As falhas técnicas cometidas pela rede de rádio e TV ao informar, em maio de 2003, que o dossiê sobre as supostas armas de destruição em massa iraquianas havia sido ‘apimentado’ pelo governo parecem claras: não se ouviu o ‘outro lado’, inflou-se a dimensão da fonte citada em ‘off’ e forçou-se um tanto a barra nas afirmações dessa mesma fonte (mais tarde ‘vazada’ à mídia pelo próprio governo como sendo Kelly).
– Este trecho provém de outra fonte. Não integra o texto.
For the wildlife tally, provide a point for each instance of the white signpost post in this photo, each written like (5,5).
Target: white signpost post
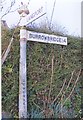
(46,38)
(31,36)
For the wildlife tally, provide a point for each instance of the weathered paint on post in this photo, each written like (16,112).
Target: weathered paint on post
(22,76)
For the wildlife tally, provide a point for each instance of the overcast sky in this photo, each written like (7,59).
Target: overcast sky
(67,13)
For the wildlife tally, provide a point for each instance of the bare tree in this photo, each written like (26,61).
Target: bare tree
(6,6)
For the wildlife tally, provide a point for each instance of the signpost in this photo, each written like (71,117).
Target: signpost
(46,38)
(33,16)
(31,36)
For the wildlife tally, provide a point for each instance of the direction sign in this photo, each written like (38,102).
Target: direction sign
(38,13)
(46,38)
(33,16)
Mas essas falhas, condenáveis, infelizmente são muito mais comuns do que se imagina. Quem acompanha atentamente a mídia encontra deslizes do mesmo gênero por toda parte, em assuntos mais ou menos relevantes, com desdobramentos maiores ou menores.

Além disso, se errou gravemente nos procedimentos, a peça jornalística em questão, conforme revelações das últimas semanas, acertou no principal.
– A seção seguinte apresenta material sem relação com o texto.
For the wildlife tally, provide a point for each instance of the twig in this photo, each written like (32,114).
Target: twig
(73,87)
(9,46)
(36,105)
Ocorre que, ali, houve um suicídio -um drama nacional- e que uma guerra surda já se havia instalado desde muito antes entre a BBC e o governo Blair, em especial a propósito da invasão do Iraque.
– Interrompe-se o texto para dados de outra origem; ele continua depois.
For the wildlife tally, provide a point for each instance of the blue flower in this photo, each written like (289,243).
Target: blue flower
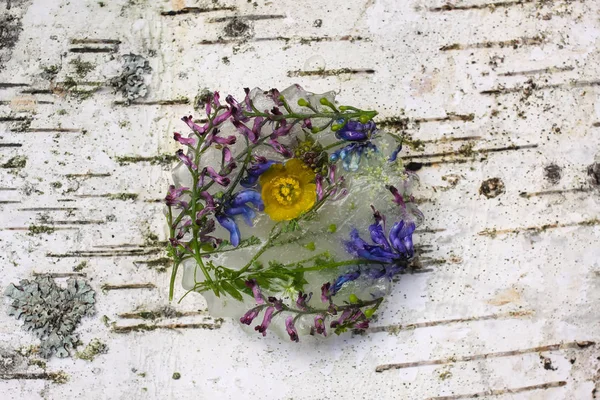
(354,131)
(352,154)
(359,135)
(255,170)
(237,205)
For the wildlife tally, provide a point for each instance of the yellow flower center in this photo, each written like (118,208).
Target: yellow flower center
(288,190)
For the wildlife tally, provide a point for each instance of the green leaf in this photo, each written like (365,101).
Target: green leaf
(232,291)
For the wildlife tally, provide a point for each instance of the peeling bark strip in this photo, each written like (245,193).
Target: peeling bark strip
(196,10)
(475,357)
(160,314)
(93,49)
(6,85)
(246,18)
(514,43)
(535,86)
(548,192)
(89,175)
(302,40)
(397,328)
(549,70)
(49,376)
(329,72)
(174,102)
(146,328)
(49,209)
(95,41)
(490,6)
(481,151)
(60,274)
(51,130)
(449,117)
(106,253)
(497,392)
(13,119)
(106,287)
(493,232)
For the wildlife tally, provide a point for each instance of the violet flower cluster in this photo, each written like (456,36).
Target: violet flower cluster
(245,160)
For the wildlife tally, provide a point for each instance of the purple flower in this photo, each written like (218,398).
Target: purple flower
(237,110)
(325,294)
(262,328)
(341,280)
(173,196)
(255,291)
(250,315)
(201,130)
(291,329)
(281,149)
(252,134)
(221,180)
(186,160)
(351,154)
(254,171)
(320,325)
(213,138)
(354,131)
(277,303)
(183,140)
(302,299)
(229,224)
(394,154)
(237,205)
A ‘pisada de bola’ da rede pública, naquele momento, caiu como uma luva para o primeiro-ministro tentar virar um jogo que se lhe configurava desfavorável perante a opinião pública, contexto no qual as afirmações do repórter Andrew Gilligan, em si, poderiam acrescentar tempero numa conjuntura cuja pauta acabaria por incluir até mesmo a queda de Blair.

Enquanto ele e seus ministros, a partir daí, foram implacáveis, profissionais, esmagadores -assim como o juiz lorde Brian Hutton-, a BBC embaraçou-se, padeceu de inapetência reativa.

Deduzir que esse embate político ameaça o jornalismo investigativo e a liberdade de imprensa na Grã-Bretanha e no mundo me parece certo exagero.

O que Blair visava, de imediato, mais do que docilizar a BBC (objetivo, digamos, de longo prazo), era sua própria sobrevivência no poder -daí o furor e a determinação de sua ofensiva.

A julgar pelas pesquisas mais recentes, nada garante que o governante irá vencer a guerra após a batalha vitoriosa.

A octogenária BBC, considerada a maior e mais influente rede de radiodifusão do mundo, sai do confronto com o rabo entre as pernas, mas, ao contrário do premiê, angaria, ainda, forte confiança dos britânicos.’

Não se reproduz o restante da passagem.